Modern liberals are not socialists, in the sense that practically nobody seriously advocates for public ownership of the means of production, especially in the United States. Liberals do want to use a fraction of a nation’s wealth for the collective good of all. Most conservatives believe this as well, it is just a question as to what we want to do collectively.
Anyone, other than an anarchist, is going to use force against you if you do not pay your taxes. Governments need to use force as a last result, that is not a liberal idea and that is not a conservative idea, that is just how governments work. In an authoritarian government, there are not many checks against raw force. So Hitler, Stalin, Pol Pot, and other tyrants use violence without constraint. In a non authoritarian model, the government must be constrained in it use force, usually by the rule of law.
The real questions are “what are the areas that society chooses to address collectively?” and “what is the level of constraint against government’s use of threats of violence?”

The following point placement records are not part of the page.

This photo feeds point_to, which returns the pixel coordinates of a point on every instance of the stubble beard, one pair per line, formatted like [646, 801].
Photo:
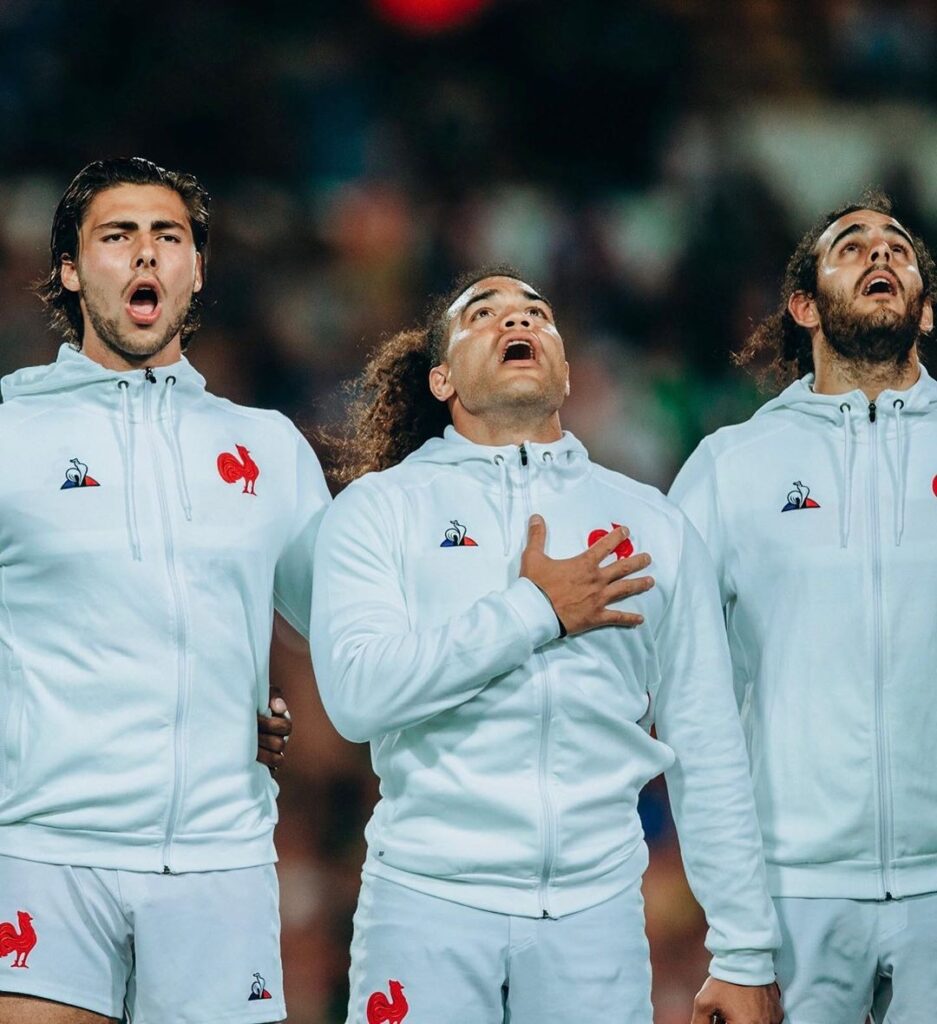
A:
[881, 338]
[136, 347]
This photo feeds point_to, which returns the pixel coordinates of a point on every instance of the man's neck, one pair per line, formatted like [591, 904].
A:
[837, 375]
[496, 431]
[96, 350]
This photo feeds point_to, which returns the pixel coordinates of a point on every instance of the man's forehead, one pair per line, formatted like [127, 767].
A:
[495, 285]
[863, 219]
[136, 202]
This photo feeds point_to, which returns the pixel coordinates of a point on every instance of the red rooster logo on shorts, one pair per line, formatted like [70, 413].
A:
[232, 469]
[384, 1011]
[20, 942]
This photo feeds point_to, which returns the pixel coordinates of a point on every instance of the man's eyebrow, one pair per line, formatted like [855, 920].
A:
[132, 225]
[487, 293]
[858, 228]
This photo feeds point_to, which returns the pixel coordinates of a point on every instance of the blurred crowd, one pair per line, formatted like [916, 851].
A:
[648, 166]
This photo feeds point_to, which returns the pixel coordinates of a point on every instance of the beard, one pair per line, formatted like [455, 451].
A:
[880, 337]
[135, 346]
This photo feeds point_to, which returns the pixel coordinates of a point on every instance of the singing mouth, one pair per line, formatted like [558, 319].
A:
[143, 304]
[881, 284]
[517, 348]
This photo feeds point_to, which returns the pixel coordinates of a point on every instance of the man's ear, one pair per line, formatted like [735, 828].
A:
[803, 308]
[439, 382]
[69, 273]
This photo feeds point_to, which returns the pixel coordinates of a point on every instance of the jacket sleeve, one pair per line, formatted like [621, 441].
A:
[378, 671]
[709, 783]
[694, 491]
[293, 574]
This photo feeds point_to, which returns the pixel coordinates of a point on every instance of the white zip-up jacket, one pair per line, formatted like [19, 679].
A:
[510, 760]
[140, 560]
[821, 515]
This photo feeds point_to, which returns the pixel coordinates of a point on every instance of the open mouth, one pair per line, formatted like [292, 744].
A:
[880, 284]
[143, 304]
[517, 349]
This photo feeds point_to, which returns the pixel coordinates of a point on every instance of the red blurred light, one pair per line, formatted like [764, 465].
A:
[427, 16]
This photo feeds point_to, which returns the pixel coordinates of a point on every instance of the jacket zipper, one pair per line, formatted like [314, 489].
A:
[181, 637]
[546, 711]
[885, 800]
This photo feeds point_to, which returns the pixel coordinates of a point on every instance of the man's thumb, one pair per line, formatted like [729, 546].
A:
[537, 534]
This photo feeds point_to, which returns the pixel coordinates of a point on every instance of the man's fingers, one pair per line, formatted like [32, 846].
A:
[630, 587]
[275, 743]
[625, 566]
[537, 534]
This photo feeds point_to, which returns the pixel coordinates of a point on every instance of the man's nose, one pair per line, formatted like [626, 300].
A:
[880, 250]
[515, 320]
[145, 255]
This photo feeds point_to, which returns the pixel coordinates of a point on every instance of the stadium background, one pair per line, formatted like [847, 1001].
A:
[649, 165]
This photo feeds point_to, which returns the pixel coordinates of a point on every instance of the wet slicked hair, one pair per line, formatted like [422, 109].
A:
[64, 305]
[779, 349]
[392, 412]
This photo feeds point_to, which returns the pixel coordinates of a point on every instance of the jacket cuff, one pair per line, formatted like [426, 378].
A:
[752, 967]
[534, 609]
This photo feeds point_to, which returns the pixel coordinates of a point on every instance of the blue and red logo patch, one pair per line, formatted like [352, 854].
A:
[77, 476]
[384, 1011]
[625, 550]
[799, 498]
[239, 467]
[456, 537]
[18, 941]
[258, 988]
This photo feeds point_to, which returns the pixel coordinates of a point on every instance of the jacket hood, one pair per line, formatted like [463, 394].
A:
[454, 449]
[73, 370]
[800, 396]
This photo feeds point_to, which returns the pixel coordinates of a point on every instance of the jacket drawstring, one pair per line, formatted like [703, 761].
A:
[846, 507]
[505, 525]
[129, 495]
[902, 472]
[177, 462]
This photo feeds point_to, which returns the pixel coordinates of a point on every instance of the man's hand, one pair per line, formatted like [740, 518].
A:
[581, 589]
[722, 1003]
[273, 731]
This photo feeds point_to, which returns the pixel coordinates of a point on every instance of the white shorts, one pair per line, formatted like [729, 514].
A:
[435, 962]
[183, 948]
[844, 958]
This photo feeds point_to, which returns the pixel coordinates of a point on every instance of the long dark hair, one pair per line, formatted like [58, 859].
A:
[392, 412]
[779, 349]
[65, 306]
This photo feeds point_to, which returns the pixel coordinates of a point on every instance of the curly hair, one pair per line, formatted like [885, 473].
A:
[778, 349]
[64, 305]
[391, 411]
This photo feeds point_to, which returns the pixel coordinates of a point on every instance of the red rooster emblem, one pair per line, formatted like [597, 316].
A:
[384, 1011]
[20, 942]
[232, 469]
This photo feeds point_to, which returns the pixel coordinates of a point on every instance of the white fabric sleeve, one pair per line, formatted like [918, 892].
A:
[710, 785]
[378, 673]
[293, 574]
[694, 491]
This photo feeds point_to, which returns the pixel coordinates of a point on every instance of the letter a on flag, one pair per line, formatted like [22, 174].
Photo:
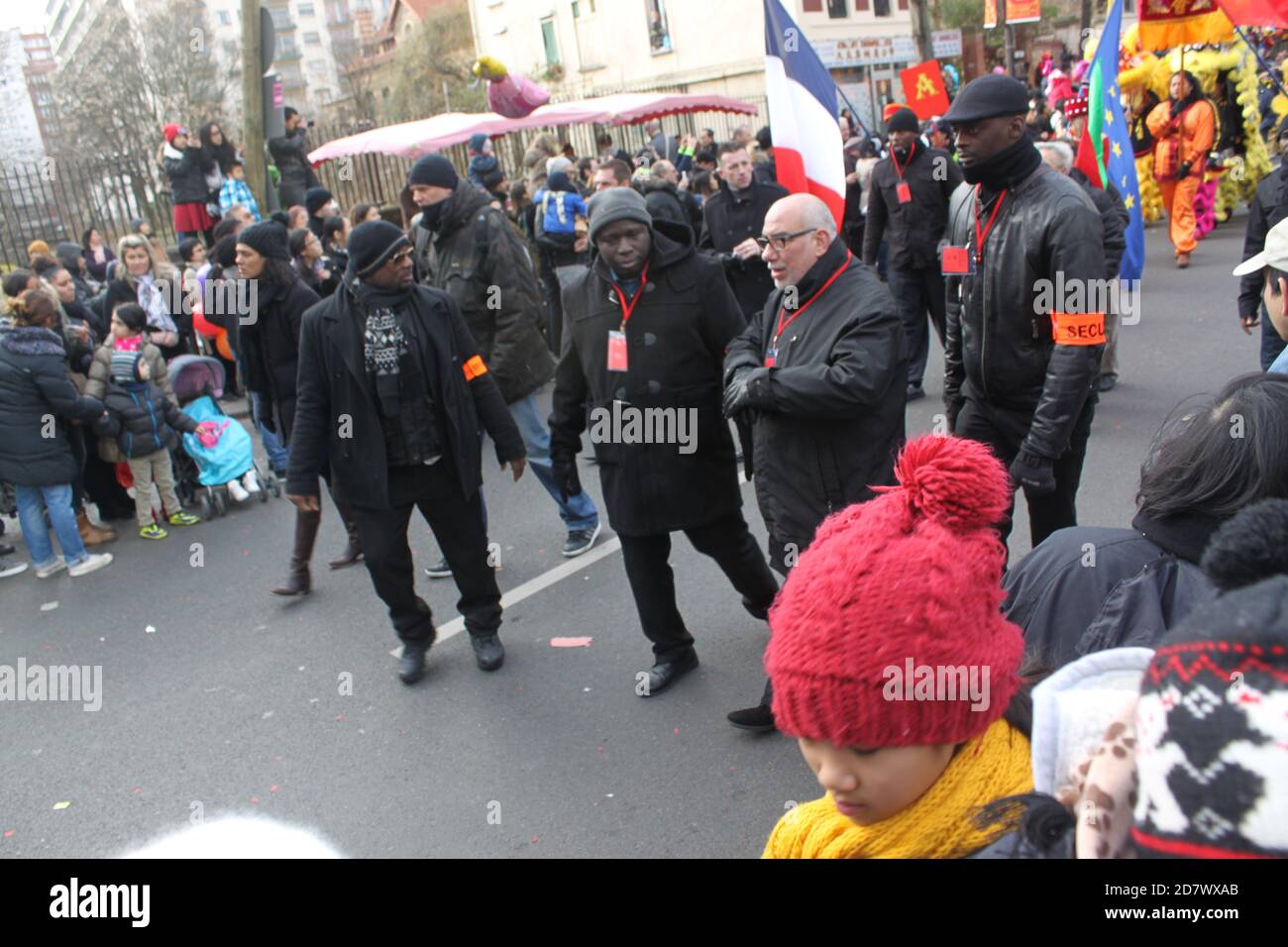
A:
[923, 89]
[803, 114]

Personally, I would like to see government be able to address universal health care in a way similar to western Europe. The reason for this is simply that it works much better than our system. It has a significantly lower cost (9-12% of GDP) vs. our system (18% of GDP) and produces measurably better results as determined by the World Health Organization. I think that universal health care would be good for entrepreneurship: I think that more people would be willing to try new ventures if they had a safety net for their families.

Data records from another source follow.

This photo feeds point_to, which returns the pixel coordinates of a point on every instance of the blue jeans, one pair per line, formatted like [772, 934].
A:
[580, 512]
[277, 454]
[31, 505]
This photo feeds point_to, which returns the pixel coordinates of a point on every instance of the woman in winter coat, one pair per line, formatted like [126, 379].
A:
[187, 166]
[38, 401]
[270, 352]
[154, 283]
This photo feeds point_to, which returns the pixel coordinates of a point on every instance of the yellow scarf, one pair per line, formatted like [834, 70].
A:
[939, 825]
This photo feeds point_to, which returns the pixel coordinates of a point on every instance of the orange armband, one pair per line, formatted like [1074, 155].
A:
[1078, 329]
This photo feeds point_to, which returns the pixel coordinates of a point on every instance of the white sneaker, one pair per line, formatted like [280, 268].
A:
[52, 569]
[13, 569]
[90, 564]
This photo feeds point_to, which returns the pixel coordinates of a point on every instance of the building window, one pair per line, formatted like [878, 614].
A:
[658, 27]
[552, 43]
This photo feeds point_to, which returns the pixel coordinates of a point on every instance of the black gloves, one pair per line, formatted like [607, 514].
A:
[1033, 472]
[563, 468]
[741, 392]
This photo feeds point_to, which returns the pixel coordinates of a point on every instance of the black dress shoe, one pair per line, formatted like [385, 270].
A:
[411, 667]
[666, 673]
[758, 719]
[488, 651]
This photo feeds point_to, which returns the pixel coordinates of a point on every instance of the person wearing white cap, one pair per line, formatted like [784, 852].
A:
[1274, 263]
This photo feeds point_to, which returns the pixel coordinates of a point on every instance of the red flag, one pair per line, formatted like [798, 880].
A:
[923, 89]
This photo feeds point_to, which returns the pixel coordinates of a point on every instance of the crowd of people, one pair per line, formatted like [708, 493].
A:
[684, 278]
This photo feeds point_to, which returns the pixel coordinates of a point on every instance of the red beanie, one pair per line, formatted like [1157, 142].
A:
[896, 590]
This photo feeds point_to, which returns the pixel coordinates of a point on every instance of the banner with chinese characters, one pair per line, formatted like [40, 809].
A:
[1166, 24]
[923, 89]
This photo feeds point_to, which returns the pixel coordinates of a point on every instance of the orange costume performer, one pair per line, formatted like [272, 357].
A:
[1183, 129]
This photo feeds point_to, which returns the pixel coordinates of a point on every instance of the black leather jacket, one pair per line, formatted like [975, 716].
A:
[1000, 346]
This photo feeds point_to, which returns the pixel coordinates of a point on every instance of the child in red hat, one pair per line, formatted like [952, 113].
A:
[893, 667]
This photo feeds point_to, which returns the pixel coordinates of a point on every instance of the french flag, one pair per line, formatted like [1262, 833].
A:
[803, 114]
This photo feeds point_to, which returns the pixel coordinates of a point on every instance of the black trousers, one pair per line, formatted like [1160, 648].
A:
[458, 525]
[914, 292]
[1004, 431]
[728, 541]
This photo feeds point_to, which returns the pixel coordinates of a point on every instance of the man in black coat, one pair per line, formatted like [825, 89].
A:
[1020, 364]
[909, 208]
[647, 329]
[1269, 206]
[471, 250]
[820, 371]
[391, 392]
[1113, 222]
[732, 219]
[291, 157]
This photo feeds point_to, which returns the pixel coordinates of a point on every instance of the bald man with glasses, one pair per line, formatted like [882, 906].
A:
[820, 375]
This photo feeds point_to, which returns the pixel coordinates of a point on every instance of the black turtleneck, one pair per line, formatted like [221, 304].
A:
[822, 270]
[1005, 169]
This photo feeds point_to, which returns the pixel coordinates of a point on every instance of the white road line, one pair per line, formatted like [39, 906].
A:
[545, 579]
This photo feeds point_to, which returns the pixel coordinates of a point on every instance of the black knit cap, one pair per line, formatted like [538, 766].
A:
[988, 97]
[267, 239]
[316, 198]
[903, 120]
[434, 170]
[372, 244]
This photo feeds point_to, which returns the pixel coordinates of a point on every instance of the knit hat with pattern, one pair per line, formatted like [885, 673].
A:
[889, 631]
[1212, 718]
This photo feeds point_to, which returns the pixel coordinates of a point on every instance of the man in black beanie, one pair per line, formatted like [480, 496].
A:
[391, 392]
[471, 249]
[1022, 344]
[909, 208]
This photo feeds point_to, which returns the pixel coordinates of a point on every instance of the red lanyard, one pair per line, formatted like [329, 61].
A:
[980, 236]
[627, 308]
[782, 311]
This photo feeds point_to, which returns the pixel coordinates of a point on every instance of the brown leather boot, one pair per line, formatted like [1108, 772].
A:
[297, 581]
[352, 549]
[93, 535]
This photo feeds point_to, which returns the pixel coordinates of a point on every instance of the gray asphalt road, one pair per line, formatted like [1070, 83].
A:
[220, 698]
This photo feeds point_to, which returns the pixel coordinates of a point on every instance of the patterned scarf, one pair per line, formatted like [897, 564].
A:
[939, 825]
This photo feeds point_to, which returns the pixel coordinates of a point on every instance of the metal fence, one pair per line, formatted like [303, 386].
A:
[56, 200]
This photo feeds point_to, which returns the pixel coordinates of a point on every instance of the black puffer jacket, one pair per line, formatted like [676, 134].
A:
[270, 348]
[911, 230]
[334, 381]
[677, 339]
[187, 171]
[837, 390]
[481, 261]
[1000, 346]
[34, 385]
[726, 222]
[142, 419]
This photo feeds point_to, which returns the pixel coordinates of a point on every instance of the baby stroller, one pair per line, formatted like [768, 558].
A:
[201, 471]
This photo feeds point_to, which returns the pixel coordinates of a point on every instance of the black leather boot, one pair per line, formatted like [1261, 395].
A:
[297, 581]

I am not very wild about welfare systems that segregate us into categories. I would like to see something like a negative income tax, which is a pure income redistribution. You take some flat percent of every dollar earned, and you give everyone, even Bill Gates, a monthly stipend. The stipend is set at a true poverty level. You then eliminate all other sorts of welfare, you eliminate any minimum wage. The government taxes income at a flat rate and it cuts checks. This can be done efficiently, since you don’t require the government to have to decide anything in each case. This was proposed by Milton Freedman, and it has been tested in large scale experiments - it actually worked pretty well (practically nobody is willing to live at poverty levels, everybody want more}
One thing I really like about this is that everyone feels the pain of the income tax. It doesn’t matter if the dollar is earned on Main Street or Wall Street, if it is income, you pay a fixed percent (maybe 30%) of it as taxes. Also, if anyone want to say how easy the poor have it now days, you can challenge them to save every dollar they earn for a month and to try to live only on the stipend. I would also change bankruptcy laws so that the stipend could never be touched, but I would allow the bankruptcy court to garnish practically all of a person’s wages and personal wealth.
If you set the tax rate at 100%, you are a communist and you will need force because nobody has an incentive to work. If you set the tax rate a 0%, with a stipend of $0, you are completely laissez-faire and you are going to need violence to combat mobs rioting for bread. If you want to determine the stipend on a case by case level, you need a huge bureaucracy (the modern welfare state) and you end up rewarding people for falling into a supported categories. These sorts of bureaucracies can also turn authoritarian, which leads to more threats of violence. But perhaps if you have a negative income tax system, we can have a system that avoids these ills and actually minimizes the need for coercion. But it is a sad fact that governments will always need to have violence as a last resort - the police will always be armed.